The Port of Ashdod is open, but working at less efficiency with workers having to take shelter when there are rocket attacks and some personnel called up for military duty. The northern Port of Haifa and Tel Aviv Airport are open and operating close to normal.
Jonathan Saul, in a Reuters article, describes how the workers at the Port of Ashdod are keeping the supply chain going under the threat of rocket strikes from Gaza:
When wailing sirens warn of incoming rockets from Gaza, workers at Israel’s Port of Ashdod stop operations within moments and quickly resume their work minutes later when the all clear is given.
It’s an unusual way for a port to keep operational but it has become the only means to keep supply lines moving in time of war.
A combination of practice drills, protective shelters and an Iron Dome air defence battery nearby have meant the government-owned port, which is 40 km (30 miles) from Gaza, can minimise any supply chain disruptions amid concerns over tightening supplies for the home front.
The entire port is dotted with protective shelters and the waiting time for staff under protection is around 10 minutes to ensure that even after a rocket falls there is no risk of falling shrapnel, port foreman Yigal Ben Kalifa told Reuters.
Diverted Ships and Flights Add to Import Need
The war isn’t only a problem for port operations on the ocean shipping side of supply chains in Israel but for air freight as well.
Operating in a conflict zone is challenging for commercial transportation providers. Many international passenger and cargo airlines have suspended flights to Tel Aviv until hostilities subside. Aviation experts say there is a risk that an aircraft could be accidentally struck by a missile fired by Hamas in Gaza or Iran-backed forces in southern Lebanon or by Israel’s antimissile defense system. Interference with GPS signals also could cause aircraft to move off their intended flight paths and into more dangerous skies. Israeli authorities counter that their mitigation measures make it safe to fly into Tel Aviv.
It’s not surprising airlines would be afraid to fly through the area. According to Saul’s Reuters article, Israeli government data shows that more than 7,600 rockets have been fired from Gaza towards Israel since Hamas’s October 7th terrorist attacks on Israel civilians.
Back on the ocean side, diverted ships add to canceled flights in preventing cargo from reaching Israel.
Saul also reports in his Reuters article:
At least 20 ships have opted to divert from Ashdod to the northern Israeli port of Haifa in recent weeks, and the port has seen a 30% drop in volume week-on-week, said Shaul Schneider, chairman of the Port of Ashdod’s board of directors.

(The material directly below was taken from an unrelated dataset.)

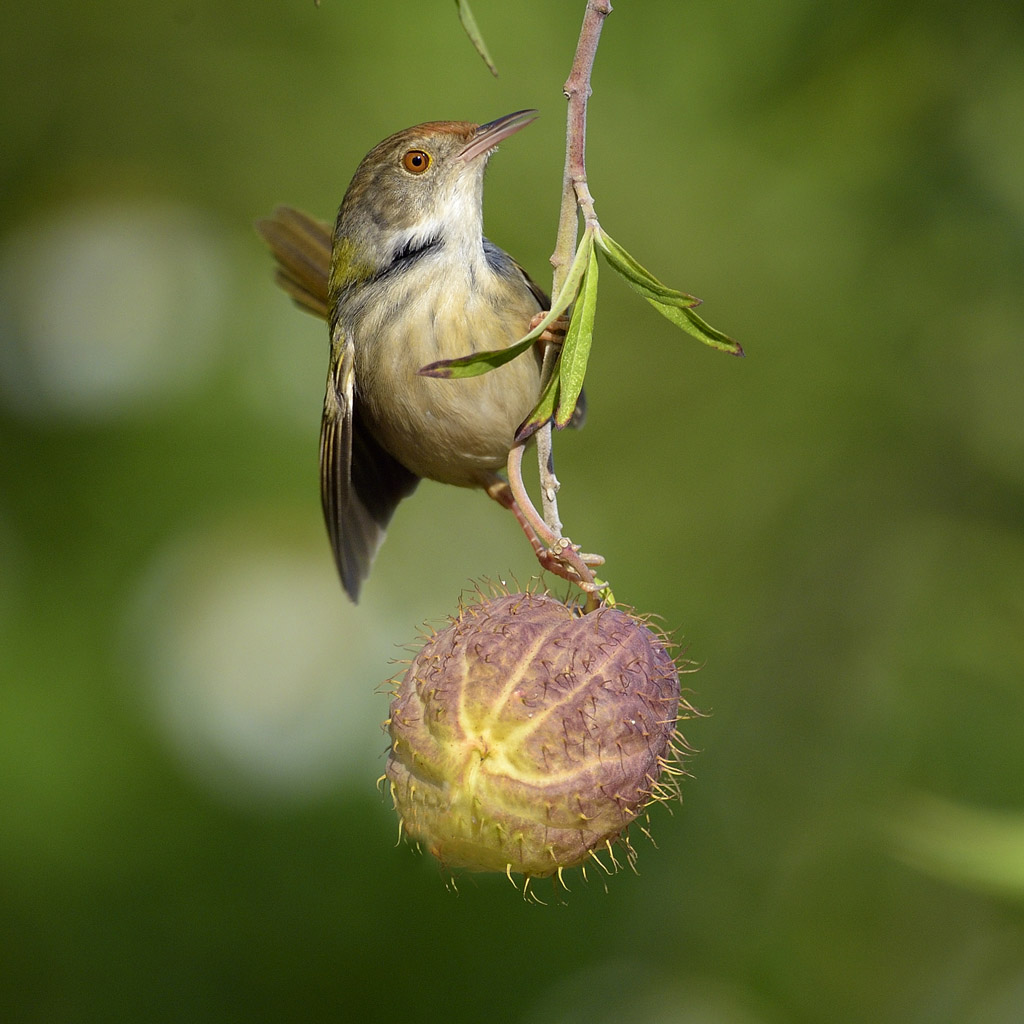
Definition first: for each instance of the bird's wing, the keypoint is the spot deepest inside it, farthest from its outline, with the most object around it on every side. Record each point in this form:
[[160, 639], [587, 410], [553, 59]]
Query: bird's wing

An average container ship transports thousands of shipping containers of goods. All those diverted cargo containers, as well as the freight on cancelled flights, add to the need Israel will be having for goods. On top of regular goods, there will be a particular need for medical supplies.
If you decide to donate goods, medical supplies, or money to Israel, make sure you do it through an organization you know and trust or have researched thoroughly.